Она подумала: «Мы заперты в таком тесном мирке, что читаем мысли друг друга».
— Почему ты все время прислушиваешься, Сэм? — громко спросила она, круто переменив тему. — И день и ночь.
— Жду волков. Я все твержу тебе, что на свете водятся волки, — пробормотал он. — Самые настоящие волки. Я ведь рассказывал тебе о Малыше Хохенбауме.
— О Малыше Хохенбауме, — эхом отозвалась она.
— Он способен только на одно. Даже без денег. Босс для него — сам господь Бог. И об Амбиелли я тебе рассказывал. Амбиелли — убийца. Для него убить — раз плюнуть. Ведь ему и терять нечего.
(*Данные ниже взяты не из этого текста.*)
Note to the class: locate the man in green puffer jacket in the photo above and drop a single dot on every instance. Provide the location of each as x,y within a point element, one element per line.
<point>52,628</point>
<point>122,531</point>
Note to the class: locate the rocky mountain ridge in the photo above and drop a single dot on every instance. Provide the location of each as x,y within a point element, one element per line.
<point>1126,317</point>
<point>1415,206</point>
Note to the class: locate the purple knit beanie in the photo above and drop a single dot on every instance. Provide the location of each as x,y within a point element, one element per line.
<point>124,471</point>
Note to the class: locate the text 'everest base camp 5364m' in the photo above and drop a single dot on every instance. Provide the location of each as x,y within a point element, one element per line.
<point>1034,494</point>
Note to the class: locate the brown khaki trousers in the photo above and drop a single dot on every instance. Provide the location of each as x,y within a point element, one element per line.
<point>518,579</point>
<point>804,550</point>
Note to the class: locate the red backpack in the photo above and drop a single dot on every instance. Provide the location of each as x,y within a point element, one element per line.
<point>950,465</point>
Он страшен. Сама смерть. Сестра, не шути со смертью. Мертвые не воскресают.
— Знаю, — она втянула в себя воздух.
— Поэтому молчи. — Сэм закрыл глаза. У него дрожали веки. — Пожалуйста, умоляю тебя. Если бы я мог придумать, как доставить тебя домой живой и невредимой, поверь мне, я бы моментально это сделал. Был бы только рад от тебя избавиться. Только не обижайся. Что ж, про нас, кажется, все забыли. Может быть, завтра, если будет тихо, выползу на разведку.
— Еще целый день? — в унынии воскликнула она.
— И целую ночь, — вздохнул он. — Сестра, я и сам в замешательстве. И честно в этом признаюсь. — Он покачнулся на стуле. — Не надо мне было совать нос в чужие дела. Это не в моем стиле. Не в моих привычках. Репортер, сказал я твоей маме, — это человек, который наблюдает за происходящим. Наблюдает, понимаешь? Со стороны. Вот это, признаться, больше в моем стиле. — Он потер лицо. — Я не человек действий. Не герой. А ты все никак не поверишь в волков. Никак. В этом вся беда.
«Он так устал и запутался, что скоро сам меня отпустит», — подумала она.
— Нет, не отпущу, — сработала магическая сила близости. — Я еще не верю тебе.
— Ну почему?
— Ты слишком неопытна, слишком романтична.
— Сэм...
— Так сказал Алэн. И вот, сестра, в чем разница между мной и Алэном. Я говорю это тебе, а Алэн сказал это мне. Вот в этом между нами разница.
— Алэн — замечательный человек, — отрубила она. — Очень умный и образованный, поборник добра. Его идеал — служение человечеству. Мне не нравится, что ты на него нападаешь.
— Добра, говоришь? — взбесился Сэм. — Ну конечно же, служитель добра. Собирается переделать сей бренный мир. Но в моем словаре это называется иначе. Послушай, а что, если я скажу тебе, как надо делать добро? Я не утверждаю, что я делаю добро, но я знаю, как его делать. Мы рождаемся, растем, живем, познаем окружающий мир, извлекаем из нас то, что в нас заложено, предлагаем это другим. Извлекаем для того, чтобы другие могли этим воспользоваться. Вот это и есть служение. Понимаешь, а?